Y eso —esa alquimia sutil— es lo que distingue al escritor del que solo anota. El primero escucha el caos como quien escucha una sinfonía desconocida, y luego le ofrece palabras como quien ofrece un hogar que no es cárcel, sino refugio.
Tal vez no haya destino, solo el gesto de abrir la mano y dejar caer, letra por letra, todo lo que pesa. Mientras, que uno se hunde en la lentitud del pensamiento. Así, uno escribe como quien acaricia una ausencia o como quien intenta recordar un sueño que se borra apenas despierta. El verbo tiembla, el punto se demora, la frase no se rinde. Nace desde la grieta por donde entra la luz – diría Leonard Cohen.

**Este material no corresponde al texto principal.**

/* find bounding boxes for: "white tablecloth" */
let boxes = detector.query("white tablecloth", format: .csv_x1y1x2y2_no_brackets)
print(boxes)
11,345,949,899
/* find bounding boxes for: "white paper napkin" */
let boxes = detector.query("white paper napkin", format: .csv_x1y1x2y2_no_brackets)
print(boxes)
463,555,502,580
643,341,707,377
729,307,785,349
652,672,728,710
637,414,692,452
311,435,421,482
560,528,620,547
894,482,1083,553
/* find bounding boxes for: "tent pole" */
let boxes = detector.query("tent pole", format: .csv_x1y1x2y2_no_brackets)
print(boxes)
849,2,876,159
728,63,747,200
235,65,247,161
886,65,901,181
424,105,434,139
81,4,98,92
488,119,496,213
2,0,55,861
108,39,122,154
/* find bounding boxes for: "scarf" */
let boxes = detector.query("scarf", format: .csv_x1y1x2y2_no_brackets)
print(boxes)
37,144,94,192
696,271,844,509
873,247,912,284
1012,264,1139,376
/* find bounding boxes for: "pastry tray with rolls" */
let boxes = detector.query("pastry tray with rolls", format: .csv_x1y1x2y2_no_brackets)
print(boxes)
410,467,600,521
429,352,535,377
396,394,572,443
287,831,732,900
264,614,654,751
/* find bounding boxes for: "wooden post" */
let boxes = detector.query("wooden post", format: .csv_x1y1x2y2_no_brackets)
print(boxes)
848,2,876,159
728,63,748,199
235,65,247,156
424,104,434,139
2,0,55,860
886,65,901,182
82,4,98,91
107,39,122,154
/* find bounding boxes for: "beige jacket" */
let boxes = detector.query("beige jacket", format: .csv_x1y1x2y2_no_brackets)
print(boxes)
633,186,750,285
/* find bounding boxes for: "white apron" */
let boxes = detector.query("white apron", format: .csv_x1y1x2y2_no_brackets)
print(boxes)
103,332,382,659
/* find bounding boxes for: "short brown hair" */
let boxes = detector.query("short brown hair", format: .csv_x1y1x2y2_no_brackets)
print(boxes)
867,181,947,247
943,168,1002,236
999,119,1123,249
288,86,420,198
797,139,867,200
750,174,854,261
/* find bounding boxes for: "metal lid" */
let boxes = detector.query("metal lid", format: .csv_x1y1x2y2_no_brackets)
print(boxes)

Creo que fue escribiendo que Borges imaginó un universo que cabe en una biblioteca infinita. Porque él escribía con la precisión del que sabe que todo ha sido dicho, pero aún puede repetirse de otro modo. Tal vez escribir, para Borges, era doblar el tiempo hasta hacerlo espejo. Citarse, contradecirse, imaginar lo que nunca ocurrió, tal vez, era la forma que él encontró para ver lo que jamás vio con sus ojos. Él rozaba la verdad y al rozarla, le daba vuelo.
Mientras que Clarice Lispector, escribía con los ojos cerrados hacia dentro. Respiraba palabras como si fueran animales salvajes. Ella no narraba: revelaba. Tal vez escribir, como lo entendía Clarice, sea una forma de parir sentido sin anestesia, una búsqueda obstinada de lo que aún no tiene nombre. Cuando una palabra nacía sobre ella, algo del mundo se reorganizaba.
Comprendo, ahora, que escribir es resistir al olvido, a la banalidad, a la prisa que disuelve el sentido. Deteniendo el tiempo para escuchar lo que enmudeció. Construyendo memoria con palabras, aunque sean frágiles, aunque tiemblen como los recién nacidos en Gaza, hoy. Porque escribir es una forma de amar al mundo, de narrarlo, de interrogarlo, de transformarlo, reafirmando la voluntad que existe.